Aqueous copper sulphate solution (blue in colour) gives :
(i) a green precipitate with aqueous potassium fluoride and
(ii) a bright green solution with aqueous potassium chloride. Explain these experimental results.

Answer

In aqueous solution CuSO₄, is found in form of [Cu(H₂O)₄]SO₄ whose blue colour is due to [Cu(H₂O)₄]²⁺ ions.
(i) On adding aqueous KF to it, the weak ligand H₂O is replaced by F^- and [CuF₄]^2- ion is formed which is green precipitate.
$\left[Cu\left(H_2 O\right)_4\right]^{2+}+4 F^{-} \rightarrow\left[CuF_4\right]^{2-}+4 H_2 O$
$\qquad\qquad\qquad\qquad\qquad$Tetrafluorocuprate (II) ion
$\qquad\qquad\qquad\qquad\qquad\quad$(green precipitate)

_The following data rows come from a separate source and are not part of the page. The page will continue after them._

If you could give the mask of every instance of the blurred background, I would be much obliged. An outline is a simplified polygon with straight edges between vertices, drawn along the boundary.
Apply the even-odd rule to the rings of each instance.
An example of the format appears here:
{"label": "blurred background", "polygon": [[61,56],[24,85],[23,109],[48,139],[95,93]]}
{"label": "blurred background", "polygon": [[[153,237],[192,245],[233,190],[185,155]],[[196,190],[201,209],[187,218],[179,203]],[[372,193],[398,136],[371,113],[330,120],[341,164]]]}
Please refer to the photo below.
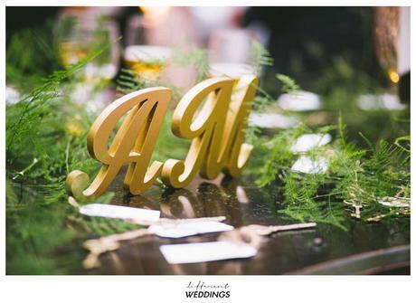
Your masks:
{"label": "blurred background", "polygon": [[[251,123],[266,132],[341,114],[353,139],[409,133],[410,7],[7,7],[8,102],[106,43],[83,77],[113,88],[74,90],[91,110],[117,97],[124,70],[177,96],[206,77],[257,73],[275,102]],[[298,91],[285,93],[277,73]]]}

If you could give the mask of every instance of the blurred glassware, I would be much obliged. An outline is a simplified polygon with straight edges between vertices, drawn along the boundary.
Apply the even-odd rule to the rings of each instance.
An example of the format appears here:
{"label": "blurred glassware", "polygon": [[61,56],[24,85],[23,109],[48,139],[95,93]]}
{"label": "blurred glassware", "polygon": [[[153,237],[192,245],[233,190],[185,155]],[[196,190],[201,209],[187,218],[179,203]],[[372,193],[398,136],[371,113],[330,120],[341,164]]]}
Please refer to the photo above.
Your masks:
{"label": "blurred glassware", "polygon": [[156,45],[130,45],[124,52],[126,67],[147,80],[156,80],[171,57],[168,47]]}
{"label": "blurred glassware", "polygon": [[256,74],[251,65],[251,42],[254,33],[244,29],[222,29],[213,33],[209,42],[211,77],[239,79]]}
{"label": "blurred glassware", "polygon": [[117,74],[120,56],[118,24],[108,16],[88,10],[63,14],[55,31],[55,41],[64,66],[78,62],[92,52],[109,44],[85,68],[87,80],[110,80]]}
{"label": "blurred glassware", "polygon": [[[145,80],[160,78],[162,69],[171,58],[172,50],[158,39],[160,26],[156,15],[165,16],[165,10],[147,13],[149,15],[133,15],[127,23],[127,47],[124,52],[124,62],[127,68],[136,71]],[[145,10],[145,13],[147,11]],[[153,12],[150,10],[149,12]],[[162,30],[162,33],[165,33]]]}
{"label": "blurred glassware", "polygon": [[299,121],[290,116],[278,113],[252,112],[249,117],[249,125],[260,128],[290,128],[298,126]]}
{"label": "blurred glassware", "polygon": [[358,107],[363,110],[402,110],[406,105],[400,102],[394,94],[361,95],[357,100]]}
{"label": "blurred glassware", "polygon": [[400,76],[397,71],[400,7],[381,6],[374,9],[375,54],[392,84]]}

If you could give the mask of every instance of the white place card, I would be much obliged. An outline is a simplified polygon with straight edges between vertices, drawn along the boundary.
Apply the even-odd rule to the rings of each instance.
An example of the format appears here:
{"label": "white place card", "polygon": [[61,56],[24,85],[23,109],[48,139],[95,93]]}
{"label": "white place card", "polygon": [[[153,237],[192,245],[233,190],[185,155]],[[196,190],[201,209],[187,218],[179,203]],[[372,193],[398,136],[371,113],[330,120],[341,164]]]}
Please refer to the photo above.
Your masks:
{"label": "white place card", "polygon": [[152,225],[148,228],[148,231],[159,237],[183,238],[200,233],[228,232],[233,229],[232,225],[222,223],[221,222],[206,221]]}
{"label": "white place card", "polygon": [[85,215],[116,219],[131,219],[137,221],[158,221],[159,211],[143,208],[118,206],[109,204],[87,204],[80,207],[80,213]]}
{"label": "white place card", "polygon": [[251,258],[257,253],[251,245],[226,241],[161,245],[160,251],[170,264]]}

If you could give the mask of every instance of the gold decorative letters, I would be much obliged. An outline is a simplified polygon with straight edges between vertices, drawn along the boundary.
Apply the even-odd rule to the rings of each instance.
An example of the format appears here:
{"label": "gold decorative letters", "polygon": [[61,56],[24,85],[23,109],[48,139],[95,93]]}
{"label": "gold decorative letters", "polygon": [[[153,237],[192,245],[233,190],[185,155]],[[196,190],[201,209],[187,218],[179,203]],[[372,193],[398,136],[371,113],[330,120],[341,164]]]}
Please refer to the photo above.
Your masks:
{"label": "gold decorative letters", "polygon": [[[99,196],[124,164],[128,164],[124,187],[132,194],[144,193],[160,175],[165,185],[175,188],[186,186],[198,171],[207,179],[222,171],[237,176],[252,149],[243,140],[257,85],[258,78],[248,75],[237,83],[228,78],[213,78],[191,89],[175,109],[172,121],[175,136],[192,139],[185,159],[169,159],[165,164],[154,161],[150,166],[171,90],[151,88],[117,99],[99,116],[88,136],[90,154],[102,163],[99,172],[88,185],[87,174],[72,171],[67,177],[67,190],[79,200]],[[112,131],[126,113],[108,148]]]}

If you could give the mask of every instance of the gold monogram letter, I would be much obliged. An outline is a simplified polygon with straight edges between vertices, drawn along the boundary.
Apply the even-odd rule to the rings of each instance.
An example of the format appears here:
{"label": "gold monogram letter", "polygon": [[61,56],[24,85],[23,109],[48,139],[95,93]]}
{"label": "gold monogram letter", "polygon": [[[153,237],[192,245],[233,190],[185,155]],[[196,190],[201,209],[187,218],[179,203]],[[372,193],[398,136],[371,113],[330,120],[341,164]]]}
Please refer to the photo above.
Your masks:
{"label": "gold monogram letter", "polygon": [[[169,159],[165,165],[155,161],[149,167],[171,90],[146,89],[117,99],[99,116],[88,136],[90,154],[102,163],[99,174],[89,185],[87,174],[71,172],[68,192],[77,200],[102,194],[125,163],[129,165],[124,187],[133,194],[145,192],[160,174],[165,185],[175,188],[186,186],[198,171],[207,179],[221,172],[237,176],[252,149],[243,140],[258,81],[255,76],[244,76],[237,83],[215,78],[194,87],[179,102],[172,121],[175,135],[193,139],[186,158]],[[108,148],[117,122],[128,112]]]}
{"label": "gold monogram letter", "polygon": [[[150,187],[162,171],[161,162],[155,161],[148,168],[147,166],[170,99],[169,89],[152,88],[132,92],[108,106],[95,120],[88,136],[90,154],[103,166],[86,189],[87,174],[78,170],[71,172],[67,177],[67,190],[80,200],[99,196],[107,190],[125,163],[129,163],[125,188],[138,194]],[[108,149],[112,130],[128,110],[130,112]]]}
{"label": "gold monogram letter", "polygon": [[233,84],[234,80],[227,78],[209,79],[194,87],[179,102],[172,131],[193,141],[184,161],[169,159],[165,163],[165,184],[180,188],[186,186],[199,170],[202,176],[213,179],[221,171],[237,176],[244,168],[252,149],[243,140],[258,78],[244,76],[234,90]]}

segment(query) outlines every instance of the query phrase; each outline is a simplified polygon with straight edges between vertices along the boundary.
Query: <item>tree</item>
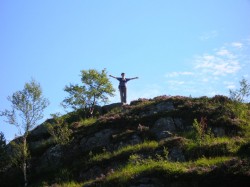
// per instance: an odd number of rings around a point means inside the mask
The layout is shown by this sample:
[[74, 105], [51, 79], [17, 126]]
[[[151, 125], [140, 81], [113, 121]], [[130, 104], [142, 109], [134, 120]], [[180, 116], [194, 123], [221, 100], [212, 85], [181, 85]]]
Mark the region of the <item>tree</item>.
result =
[[250, 95], [250, 84], [245, 78], [240, 81], [240, 86], [239, 90], [229, 90], [230, 98], [233, 101], [243, 102]]
[[3, 132], [0, 132], [0, 172], [4, 170], [6, 165], [6, 139]]
[[63, 106], [73, 109], [84, 109], [93, 116], [94, 107], [100, 103], [107, 103], [108, 96], [114, 96], [115, 89], [108, 79], [106, 69], [98, 72], [95, 69], [82, 70], [81, 81], [83, 85], [66, 86], [64, 91], [69, 97], [63, 100]]
[[[37, 122], [43, 118], [43, 110], [48, 106], [49, 101], [42, 96], [42, 89], [40, 84], [35, 80], [30, 83], [25, 83], [24, 89], [15, 92], [9, 96], [8, 101], [11, 102], [11, 110], [1, 112], [1, 116], [7, 118], [6, 122], [15, 125], [19, 133], [23, 136], [19, 143], [21, 153], [14, 155], [21, 155], [21, 168], [23, 171], [24, 184], [27, 186], [27, 159], [28, 159], [28, 145], [27, 137], [29, 131], [37, 125]], [[23, 130], [23, 132], [22, 132]], [[19, 159], [15, 159], [19, 160]]]

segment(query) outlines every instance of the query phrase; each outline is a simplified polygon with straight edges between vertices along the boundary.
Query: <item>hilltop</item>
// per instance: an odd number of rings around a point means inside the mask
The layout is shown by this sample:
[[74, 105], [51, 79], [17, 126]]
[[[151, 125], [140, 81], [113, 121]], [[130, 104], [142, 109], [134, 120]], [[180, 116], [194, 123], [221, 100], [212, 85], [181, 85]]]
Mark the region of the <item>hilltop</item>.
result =
[[[49, 119], [28, 136], [29, 186], [250, 186], [249, 114], [225, 96], [159, 96]], [[1, 184], [21, 186], [7, 165]]]

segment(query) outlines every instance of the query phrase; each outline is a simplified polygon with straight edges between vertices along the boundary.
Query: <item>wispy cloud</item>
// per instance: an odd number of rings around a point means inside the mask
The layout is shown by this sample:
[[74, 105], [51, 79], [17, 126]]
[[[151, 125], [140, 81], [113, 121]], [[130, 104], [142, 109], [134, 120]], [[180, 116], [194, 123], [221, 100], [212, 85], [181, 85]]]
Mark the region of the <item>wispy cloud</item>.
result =
[[196, 55], [188, 70], [165, 74], [167, 86], [177, 94], [228, 94], [229, 89], [237, 87], [243, 75], [249, 75], [249, 50], [250, 43], [245, 40], [226, 43], [208, 53]]
[[204, 32], [199, 36], [199, 39], [201, 41], [207, 41], [209, 39], [212, 38], [216, 38], [218, 36], [218, 31], [213, 30], [213, 31], [209, 31], [209, 32]]
[[233, 42], [231, 45], [233, 47], [240, 48], [240, 49], [243, 47], [243, 43], [241, 42]]
[[228, 50], [219, 50], [213, 55], [204, 54], [195, 57], [194, 69], [211, 75], [224, 76], [237, 73], [241, 65]]
[[179, 76], [182, 76], [182, 75], [193, 75], [194, 73], [193, 72], [190, 72], [190, 71], [184, 71], [184, 72], [170, 72], [170, 73], [167, 73], [165, 75], [165, 77], [179, 77]]

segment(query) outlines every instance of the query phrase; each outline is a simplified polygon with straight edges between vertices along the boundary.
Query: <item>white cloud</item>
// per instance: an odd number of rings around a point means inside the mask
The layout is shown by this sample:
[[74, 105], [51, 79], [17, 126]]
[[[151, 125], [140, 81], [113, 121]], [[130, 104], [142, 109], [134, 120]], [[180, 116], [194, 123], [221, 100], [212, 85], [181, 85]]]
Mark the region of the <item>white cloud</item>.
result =
[[170, 85], [182, 85], [185, 84], [184, 81], [169, 80], [167, 81]]
[[227, 95], [229, 89], [237, 88], [242, 75], [250, 77], [250, 43], [247, 42], [225, 43], [211, 52], [194, 56], [189, 69], [165, 74], [168, 90], [177, 95]]
[[213, 31], [202, 33], [199, 39], [201, 41], [207, 41], [209, 39], [216, 38], [217, 36], [218, 36], [218, 32], [216, 30], [213, 30]]
[[236, 48], [239, 48], [239, 49], [241, 49], [243, 47], [243, 44], [240, 43], [240, 42], [233, 42], [231, 45], [233, 47], [236, 47]]
[[189, 71], [184, 71], [184, 72], [171, 72], [171, 73], [167, 73], [165, 75], [165, 77], [178, 77], [178, 76], [181, 76], [181, 75], [194, 75], [193, 72], [189, 72]]
[[195, 69], [216, 76], [237, 73], [241, 69], [236, 56], [228, 49], [221, 48], [215, 54], [195, 57]]
[[220, 49], [219, 51], [217, 51], [216, 53], [219, 56], [230, 56], [232, 55], [227, 49]]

(ii) When aqueous KCl is added to [Cu(H₂O₄)]²⁺, the Cl^- replaces the weak ligand (H₂O) to form (CuCl₄)²⁺ which is bright green in colour.
$
\left[Cu\left(H_2 O\right)_4\right]^{2+}+4 Cl^{-} \rightarrow\left[CuCl_4\right]^{2-}+4 H_2 O
$
$\qquad\qquad\qquad\qquad\qquad$Tetrachloro cuprate (II) ion
$\qquad\qquad\qquad\qquad\qquad\qquad$(bright green)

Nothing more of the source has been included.